La guerra de Afganistán empezó con la caída de personas de la planta 89 del World Trade Center y ha acabado con gente saltando de un avión en pleno vuelo. Ambas tragedias unidas por aviones, el hilo conductor de veinte años perdidos. La desesperación agarrada al fuselaje, conjurando el mal de altura con la esperanza de un futuro mejor. El verano se agrió en el aeropuerto de Kabul, a golpe de telediario, mientras reponían en televisión las escasas medallas ganadas en Tokyo. Apagada la llama olímpica, la vida sigue. Los bárbaros retoman su carrera por asaltar el mundo y la cotidianidad se amolda, una vez más, a la equidistancia occidental. Afganistán está lejos y veinte años después no somos capaces de pronunciar dos ciudades del país, un río o un sistema montañoso. Algunos incluso afirman que bajo su suelo se esconden grandes reservas pretolíferas, como escuchar campanas y creer que son disparos.

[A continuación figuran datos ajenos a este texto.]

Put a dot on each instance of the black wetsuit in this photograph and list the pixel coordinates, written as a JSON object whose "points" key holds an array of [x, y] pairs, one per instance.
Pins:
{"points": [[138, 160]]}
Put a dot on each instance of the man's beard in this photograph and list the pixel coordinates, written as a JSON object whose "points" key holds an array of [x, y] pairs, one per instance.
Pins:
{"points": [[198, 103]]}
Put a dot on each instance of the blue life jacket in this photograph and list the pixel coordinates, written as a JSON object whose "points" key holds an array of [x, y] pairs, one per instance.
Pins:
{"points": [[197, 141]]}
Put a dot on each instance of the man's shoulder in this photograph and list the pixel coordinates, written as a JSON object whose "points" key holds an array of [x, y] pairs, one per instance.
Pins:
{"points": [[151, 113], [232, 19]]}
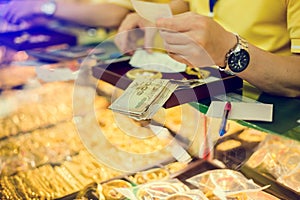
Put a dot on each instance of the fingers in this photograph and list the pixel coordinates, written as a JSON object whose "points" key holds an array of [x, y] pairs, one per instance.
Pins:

En dos décadas ha dado tiempo a que el mundo se ponga feo. Más aún de lo que estaba. En 2001 muchos despertábamos a eso que se ha llamado ‘terrorismo internacional’. Tras Nueva York, nos supimos vulnerables. Después conocieron el terror Madrid, Londres, París, Múnich, Barcelona, Berlín, Lyon, Niza y un sin fin de ciudades unidas por la barbarie. En el otro lado, guerras selectas, atraídas por la codicia de los imperios tambaleantes, como las moscas acuden igual a la miel que a la mierda: Iraq, Siria, tal vez Irán, un poco de Libia y por si acaso Yemen. Con este panorama ha iniciado el tercer milenio de nuestra era, con mucha gente confundida sobre quiénes son los buenos.

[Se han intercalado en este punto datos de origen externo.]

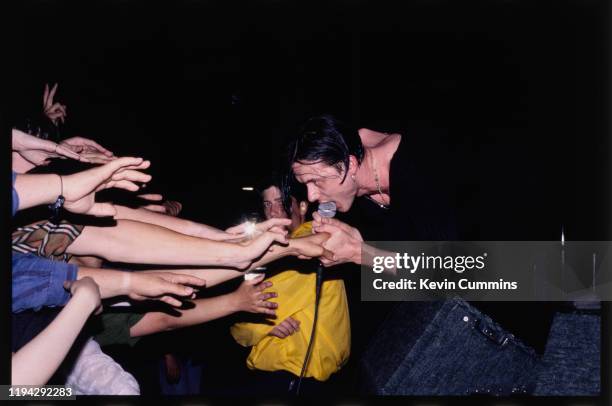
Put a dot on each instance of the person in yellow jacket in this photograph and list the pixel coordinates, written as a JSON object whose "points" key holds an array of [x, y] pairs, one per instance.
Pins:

Esa es la cuestión. Quiénes son los buenos en esta historia. He asistido a manifestaciones contra la guerra (fue la de Iraq, pero ahora parece que son todas las guerras). Dos décadas no dan para tanto. Hemos presenciado desde las tribunas occidentales la transformación de Sadam Husein, de dictador a mártir. A Gadafi, de sanguinario a libertador. Ayer mismo, altavoces occidentales auguraban un gobierno paritario en el Afganistán talibán, con ministras de burka comprometido y sharía ecológica. Es difícil, lo reconozco, saber quiénes son los buenos, o incluso reconocer que hay buenos en esta historia. Pero tengo muchas certezas para afirmar que sí conozco a los malos. Y eso no se puede olvidar.

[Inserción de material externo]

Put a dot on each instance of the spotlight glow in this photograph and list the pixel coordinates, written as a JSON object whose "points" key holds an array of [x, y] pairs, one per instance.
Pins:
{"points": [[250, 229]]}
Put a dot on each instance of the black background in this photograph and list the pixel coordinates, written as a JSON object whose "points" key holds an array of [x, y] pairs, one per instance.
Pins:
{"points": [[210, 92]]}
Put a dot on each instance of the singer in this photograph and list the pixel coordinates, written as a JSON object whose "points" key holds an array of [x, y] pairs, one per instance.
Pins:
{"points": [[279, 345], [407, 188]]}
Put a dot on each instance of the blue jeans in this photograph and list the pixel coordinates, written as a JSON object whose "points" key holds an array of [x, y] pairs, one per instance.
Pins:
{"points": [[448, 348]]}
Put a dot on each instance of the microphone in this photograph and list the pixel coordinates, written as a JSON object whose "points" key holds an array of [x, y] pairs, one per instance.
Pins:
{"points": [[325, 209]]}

Mientras tanto, España atraviesa su enésima discusión trascendental. Debatíamos en el reciente agosto sobre el poder sexual de las matemáticas. Muchos insistían en hacer de la ciencia de los números un lugar adecuado para la conciliación de géneros. ‘Matemáticas inclusivas’, porque los niños perciben desde sus pupitres que las sumas, las rectas, las multiplicaciones y las ecuaciones son elementos opresores, piedras masculinas en el camino de la igualdad. Y de repente, a la mujer afgana le ponen un burka, justo en el momento en el que aquí afrontábamos la división de los números primos. Qué desalentador es el futuro para las mujeres en ese país que nos ha vuelto a importar, veinte años después.